After last week’s explosions, Beirut and all of Lebanon are in a state of shock. Well over a hundred dead, thousands injured, the city’s streets littered with rubble. Hundreds of thousands have lost their homes. And people’s anger is growing. Once again, the Lebanese government is proving unable to cope with disaster. Ever since the end of the civil war, the country has been saddled with a religious political system with proportional representation. The Iranian-funded Shiite Hezbollah in particular has Lebanon in a stranglehold. Hezbollah leaders are purportedly busy inspecting the harbour where 2,750 tons of ammonium nitrate apparently exploded.

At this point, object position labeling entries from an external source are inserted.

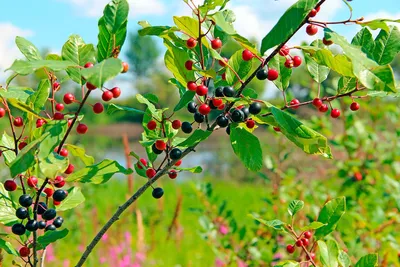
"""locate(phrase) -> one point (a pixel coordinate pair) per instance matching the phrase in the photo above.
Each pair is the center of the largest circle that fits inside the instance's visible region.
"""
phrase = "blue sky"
(48, 23)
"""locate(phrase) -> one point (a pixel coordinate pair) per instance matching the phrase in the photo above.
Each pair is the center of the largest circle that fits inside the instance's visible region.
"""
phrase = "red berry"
(327, 42)
(173, 174)
(313, 13)
(70, 169)
(98, 108)
(317, 102)
(48, 191)
(2, 112)
(22, 145)
(323, 108)
(150, 173)
(191, 43)
(81, 128)
(24, 252)
(217, 102)
(189, 65)
(296, 61)
(294, 103)
(223, 62)
(88, 65)
(289, 63)
(60, 107)
(143, 161)
(125, 67)
(58, 116)
(116, 91)
(290, 249)
(335, 113)
(201, 90)
(247, 55)
(64, 152)
(311, 30)
(18, 122)
(250, 124)
(161, 145)
(204, 109)
(216, 43)
(90, 86)
(307, 234)
(192, 86)
(354, 106)
(59, 181)
(176, 124)
(32, 181)
(69, 98)
(10, 185)
(151, 125)
(272, 74)
(284, 51)
(107, 96)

In Lebanon, no important political decisions are taken any more without Hezbollah, the Shiite “party of God”. Since the end of the civil war in 1990, multi-ethnic and multi-religious Lebanon has been exposed to growing political divisions. Supported and financed by Iran, Hezbollah now threatens to destabilize the country and the region. As a political party, Hezbollah holds two cabinet positions in the government. The Sunni Prime Minister Saad Hariri is dependent on the goodwill of Hassan Nasrallah, Hezbollah’s Secretary General − not least because Hezbollah’s militia is far stronger than the Lebanese army. In his impressive speeches, Nasrallah threatens not only Israel, but also the US. Israel sees Hezbollah as the extended arm of its arch- enemy Iran. A renewed war between Hezbollah and Israel would raze Lebanon to the ground and also cause considerable damage in Israel. Tensions between the US and Iran increase the risk of conflict. This film shows how Hezbollah has skillfully increased its power in recent years and developed into a state within a state. But there is growing resistance. Civil society forces are trying to overcome religious conflicts and use democratic means to break new ground.